Once the students were in the auditorium, Bowers seldom let that serious side show, illustrating emotional risk-taking, for example, with a riotous discussion of asking out members of the opposite sex.
"Is she gonna pull a big 'loser' sign out of her pocket and put it on your forehead?" Bowers asked. "Even if she says no, the worst possible outcome is that you are the same as you are now."
"I don't tell you guys this to make you date machines," he said, but "if you just put aside that fear of failure you're going to be more successful."
Bowers also confronted issues of putdowns and negativity among students.
He said that excluding others can cause them to feel bad about themselves for a very long time. "I don't think any of us are that mean. I just don't think you realize the power we have on the people around us."
"Think about if your school was always a positive place and never a negative place, if you never ripped on people. It can happen, if you choose to do it."
And in case anyone wonders about the paper tie, that had a lesson, too: Bowers' original yellow tie was stolen out of his car and could not be replaced - so he made one.
Student response after the show was positive.
"It's really funny," said junior Nikki Dibblee.
"It was an encouragement to be a better person and take risks in life," said senior Ashley Pattison.
Both students said they had seen Bowers speak in March at a state convention for business students.
Bowers was selected by the Student Congress to speak based on comments from other students from the high school.
"The thing I liked about this is that the speaker was selected by the kids, and they did a great job," said HHS Principal Jim Donovan after the presentation.
The District IV Human Resources Development Council sponsored the event with a grant from the Montana Jobs Training Program.

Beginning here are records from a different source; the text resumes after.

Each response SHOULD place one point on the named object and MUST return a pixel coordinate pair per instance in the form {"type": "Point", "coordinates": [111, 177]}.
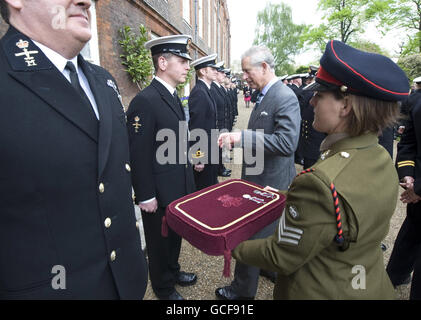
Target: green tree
{"type": "Point", "coordinates": [369, 46]}
{"type": "Point", "coordinates": [276, 30]}
{"type": "Point", "coordinates": [136, 57]}
{"type": "Point", "coordinates": [343, 20]}
{"type": "Point", "coordinates": [402, 14]}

Bowers spoke to students from Havre Middle School and Chester and KG schools Tuesday. Today he will also speak to students in Chinook.
Bowers, who has a degree in political science from Ball State University, began speaking professionally in 1996.
Last year he started his own company, Bowers Success Development, and changed his focus from speaking to small groups of student leaders to entire student bodies at the high school and middle school levels.
Bowers said he spoke at 60 to 70 schools across the country last year, and that his goal for this year is 100.